Além disso, há uma falta de transparência das corporações. Doria cita casos e processos públicos — incluindo ações contra grandes fornecedores — para lembrar que práticas de coleta e treinamento de dados nem sempre são claras ao usuário. Quando empresas não explicam como usam fotos e conversas para treinar modelos, a população fica vulnerável.
Regulações como o EU AI Act podem forçar maior clareza, mas Doria avalia que, sem leis, é improvável que grandes empresas mudem por vontade própria. Por isso, na sua visão, a educação, a ação regulatória e a comunicação responsável precisam andar juntas.
Uma comunicação que não só alarma
O tom de Doria busca evitar pânico gratuito.
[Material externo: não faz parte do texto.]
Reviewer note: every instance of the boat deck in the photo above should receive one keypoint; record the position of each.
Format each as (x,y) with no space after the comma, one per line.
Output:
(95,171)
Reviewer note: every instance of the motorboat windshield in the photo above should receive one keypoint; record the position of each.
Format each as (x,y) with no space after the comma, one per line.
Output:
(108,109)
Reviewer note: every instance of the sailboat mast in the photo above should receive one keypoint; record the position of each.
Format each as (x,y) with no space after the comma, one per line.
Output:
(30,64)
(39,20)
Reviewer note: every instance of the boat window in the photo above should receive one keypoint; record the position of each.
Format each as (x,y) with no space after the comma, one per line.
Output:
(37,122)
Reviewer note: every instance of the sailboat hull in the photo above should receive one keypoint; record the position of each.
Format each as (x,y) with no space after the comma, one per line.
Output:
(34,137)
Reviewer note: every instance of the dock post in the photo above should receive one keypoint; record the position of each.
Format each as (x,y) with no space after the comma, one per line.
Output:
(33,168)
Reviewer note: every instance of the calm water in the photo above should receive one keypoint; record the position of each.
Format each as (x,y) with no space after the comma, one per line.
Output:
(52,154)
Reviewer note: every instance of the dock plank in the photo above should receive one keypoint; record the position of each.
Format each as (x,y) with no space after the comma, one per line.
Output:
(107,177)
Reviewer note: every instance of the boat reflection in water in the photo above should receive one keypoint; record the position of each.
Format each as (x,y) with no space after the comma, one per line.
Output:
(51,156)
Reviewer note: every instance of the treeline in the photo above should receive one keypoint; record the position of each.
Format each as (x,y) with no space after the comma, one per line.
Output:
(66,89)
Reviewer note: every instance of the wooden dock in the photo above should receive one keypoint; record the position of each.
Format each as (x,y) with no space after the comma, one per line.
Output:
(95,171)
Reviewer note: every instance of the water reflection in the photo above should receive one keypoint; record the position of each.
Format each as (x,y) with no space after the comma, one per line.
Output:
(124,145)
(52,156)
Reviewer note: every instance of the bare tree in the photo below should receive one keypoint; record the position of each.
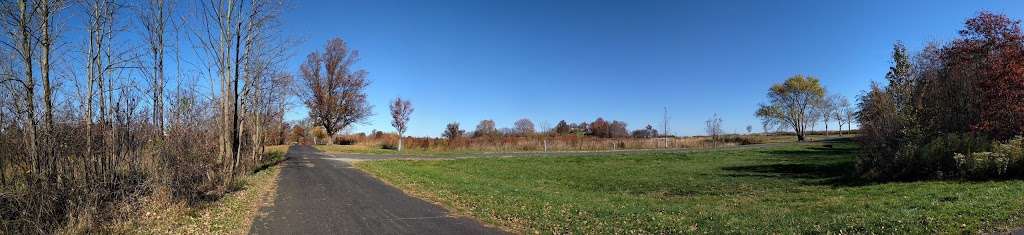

Ela reconhece que a IA pode trazer ganhos práticos, mas sustenta que o caminho responsável passa por transformar medo em ação: explicar problemas e oferecer passos concretos de proteção. “Quando crio um vídeo, explico quais são os problemas e por que devem se preocupar, e sempre tento terminar com o que a pessoa pode fazer para se empoderar, se proteger”, disse ela.
Essa postura é importante num cenário em que a desinformação e as imagens manipuladas podem ferir reputações, explorar emoções e até facilitar crimes. Educar o público sobre sinais de mídia sintética e boas práticas digitais é tão urgente quanto desenvolver salvaguardas técnicas.
O que mudar: responsabilidade compartilhada
Doria defende que “cabe a todo mundo” a tarefa do letramento. Mas lembra que empresas e Estados têm papéis distintos e decisivos: leis claras obrigam transparência; comunicação pública e produções jornalísticas traduzem riscos; criadores educam e empoderam.
No campo prático, ela recomenda cuidado ao subir imagens em trends, atenção ao conteúdo compartilhado por perfis abertos e desconfiança em relação a dispositivos domésticos que coletam dados sensíveis.
Para quem busca um ponto de referência moral e prático, a própria proposta de transformar medo em conhecimento tem ressonância bíblica breve: buscar entendimento é prudente — uma atitude coerente com o chamado cristão à responsabilidade no cuidado com o próximo.
Em resumo, o trabalho de Catharina Doria traduz uma necessidade urgente: não basta ter acesso às ferramentas de IA; é preciso entender seus limites, riscos e formas de proteção. Enquanto a regulação avança lentamente, a alfabetização digital emerge como defesa coletiva — e como serviço público que combina clareza técnica com linguagem acessível.